「新年あけましておめでとうございます」は間違いではない

雑学、雑感

 

新年あけましておめでとうございます

ぼくの周りでは、年末年始になると必ずと言っていいほどこのフレーズが誤用か否かが俎上にあがります。

誤用とされる理由は2つ。

  1. 「新年」と「あけまして」が重複表現である
  2. 「年が明ける」のは新たな年が始まることを意味する。したがって新年が明けたら翌年になってしまう

誤用だとする人からは「新年おめでとうございます」か「明けましておめでとうございます」にするべきと言われます。
ネットやコラムなどで見かける論調もだいたい同じ。

「新年あけましておめでとうございます」を誤用と考えていても、慣用表現として使われているからOKとしている人もいます。

言葉を職業にしているNHK放送文化研究所でも、「新年明けまして」を完全な間違いとは見なしていません。

「新年あけましておめでとうございます」については、視聴者の方から、「新年」と「あけまして」が重複しているのではないかという指摘を受けることがあります。
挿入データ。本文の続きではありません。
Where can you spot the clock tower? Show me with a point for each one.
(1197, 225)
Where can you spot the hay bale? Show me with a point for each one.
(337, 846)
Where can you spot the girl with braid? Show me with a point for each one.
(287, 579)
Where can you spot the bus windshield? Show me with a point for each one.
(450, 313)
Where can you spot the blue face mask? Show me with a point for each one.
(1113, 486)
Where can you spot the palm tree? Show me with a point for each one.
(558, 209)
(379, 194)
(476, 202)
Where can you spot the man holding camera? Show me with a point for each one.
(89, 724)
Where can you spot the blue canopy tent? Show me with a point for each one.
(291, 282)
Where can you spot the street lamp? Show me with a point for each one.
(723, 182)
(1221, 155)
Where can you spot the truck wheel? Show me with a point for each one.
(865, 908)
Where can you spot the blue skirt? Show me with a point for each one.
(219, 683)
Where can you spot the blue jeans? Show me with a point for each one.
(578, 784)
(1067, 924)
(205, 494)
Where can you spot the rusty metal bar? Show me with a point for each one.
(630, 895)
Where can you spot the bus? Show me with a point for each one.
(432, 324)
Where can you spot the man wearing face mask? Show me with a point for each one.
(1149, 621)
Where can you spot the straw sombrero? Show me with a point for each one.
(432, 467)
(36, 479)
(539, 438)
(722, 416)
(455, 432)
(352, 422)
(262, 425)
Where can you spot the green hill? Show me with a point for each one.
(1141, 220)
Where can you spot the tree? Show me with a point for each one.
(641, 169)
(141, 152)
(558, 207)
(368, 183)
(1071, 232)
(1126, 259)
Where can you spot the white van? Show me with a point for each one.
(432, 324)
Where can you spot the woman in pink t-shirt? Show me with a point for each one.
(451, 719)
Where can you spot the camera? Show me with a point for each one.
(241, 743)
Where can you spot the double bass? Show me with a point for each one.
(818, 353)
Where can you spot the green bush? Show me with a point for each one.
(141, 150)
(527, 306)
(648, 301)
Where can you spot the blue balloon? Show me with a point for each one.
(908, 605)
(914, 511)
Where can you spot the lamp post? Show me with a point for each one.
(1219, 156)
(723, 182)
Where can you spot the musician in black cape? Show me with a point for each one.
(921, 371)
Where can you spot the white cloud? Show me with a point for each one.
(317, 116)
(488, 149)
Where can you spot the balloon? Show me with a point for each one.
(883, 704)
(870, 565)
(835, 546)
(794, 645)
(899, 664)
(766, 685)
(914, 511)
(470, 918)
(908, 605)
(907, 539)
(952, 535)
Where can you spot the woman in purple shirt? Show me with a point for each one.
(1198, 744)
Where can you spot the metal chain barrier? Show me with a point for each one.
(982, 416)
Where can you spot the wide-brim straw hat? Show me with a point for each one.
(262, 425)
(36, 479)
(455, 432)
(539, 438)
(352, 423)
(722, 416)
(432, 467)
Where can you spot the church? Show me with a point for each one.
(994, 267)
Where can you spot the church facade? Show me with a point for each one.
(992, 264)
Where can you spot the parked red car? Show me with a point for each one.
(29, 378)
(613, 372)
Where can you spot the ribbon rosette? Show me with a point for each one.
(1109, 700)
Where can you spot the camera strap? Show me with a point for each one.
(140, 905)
また、「新年」があけるのでなく、「旧年」があけるのだから、「新年あけまして・・・」はおかしいと思う人もいるようです。しかし、年始のあいさつの慣用として、広く使われていますし、年が改まったおめでたい気分や様子を強調する表現とも考えられるため、完全な間違いだとは考えていません。

「新年あけましておめでとうございます」は重複表現?

つまり「新年明けましておめでとうございます」を使っても恥をかくことはないということです。
それを踏まえた上で慎重を期すなら「明けましておめでとうございます」「新年おめでとうございます」にする、と。
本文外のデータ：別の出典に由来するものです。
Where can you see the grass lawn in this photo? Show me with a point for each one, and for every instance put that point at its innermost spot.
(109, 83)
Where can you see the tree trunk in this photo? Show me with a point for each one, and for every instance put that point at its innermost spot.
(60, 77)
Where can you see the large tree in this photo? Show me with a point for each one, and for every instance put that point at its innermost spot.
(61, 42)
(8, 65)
答えは出ているのに、なぜこの記事を書いているかというと、「明けましておめでとうございます」に違和感があるからです。

 

「明けましておめでとうございます」には主語がない

「新年おめでとうございます」はしっくりくる。

ひっかかるのは「明けましておめでとうございます」の方。

あ・ける【明ける/開ける/空ける】の意味

1 (明ける)あるひと続きの時間・期間・状態が終わって、次の時間・期間・状態になる。

  • ㋐朝になる。「夜が―・ける」⇔暮れる。
  • ㋑年が改まる。「年が―・ける」⇔暮れる。
  • ㋒ある期間が終わる。「喪が―・ける」「梅雨 (つゆ) が―・ける」

Goo辞書

「新年があける」は、1の「ある期間が終わって次の状態になる」の使い方。

新年が明けたら一年が終わってしまうというのはもっともではあります。
しかし「明けましておめでとうございます」はどこか落ち着かない。

その理由は主語がないから。

「明けたからジメジメから解放はされるけど、これから暑くなるから嫌だな」とは言わないですね。

普通は主語である「梅雨が」が頭につきます。

 

「明けましておめでとうございます」に隠れている主語は「年」

「明けまして」に隠れている主語は「年」。しかし「年が明けましておめでとうございます」では締まりがない。
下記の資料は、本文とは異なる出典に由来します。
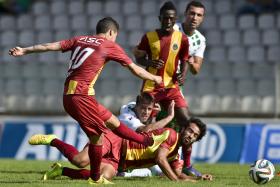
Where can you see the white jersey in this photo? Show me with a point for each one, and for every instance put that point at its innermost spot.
(197, 41)
(128, 116)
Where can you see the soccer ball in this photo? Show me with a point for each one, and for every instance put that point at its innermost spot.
(262, 171)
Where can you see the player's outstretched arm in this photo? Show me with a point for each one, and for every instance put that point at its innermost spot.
(19, 51)
(143, 74)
何が明けてめでたいのかをはっきりさせたければ、新年を入れたくなるのが人情というもの。そんな心情を考えれば、

新年あけましておめでとうございます

はむしろ自然に思えます。

新年あけまして違和感がある人は、

(無事に)新年(を迎えました)、あけましておめでとうございます

こんなふうに新年の後ろについている語が略されていると考えたら落ち着けるのではないでしょうか。

 

誤用を教えてくれる人にどう返事するか

一般に流布している正しい言葉の使い方をしていないと誤用を指摘をしてくれる人がいます。
その多くは親切心から出ているため、返答に窮することがあります。

新年あけましては文節が別と解釈して下さい」と丁寧に言ってみたところであまり印象はよくない。
悪くすれば屁理屈ととられてしまう。

「ご苦労様でしたを目上の人に使ってはいけない」「了解しましたではなく承知しましたと言うべき」のように、ビジネスマナーとして定着しているほうが間違っているケースもそうですが、正しいとされる日本語を使っているのに誤用と指摘されると説明しづらい空気があります。

畢竟、面倒を避けて誤用とされていない無難な言葉を使うことが多くなる。個々人の判断としてはそれでいいけれど、誤用だとする誤った知識が流布したまま消え去らないという負の遺産になってしまう問題がある。

偉い人がマスメディアで、誤用としているのは間違いと言い続けてくれればいいんですけどね。

そんなこんなを考えながら、年を越してしまいました。
なにはともあれ今年もよろしくお願いします。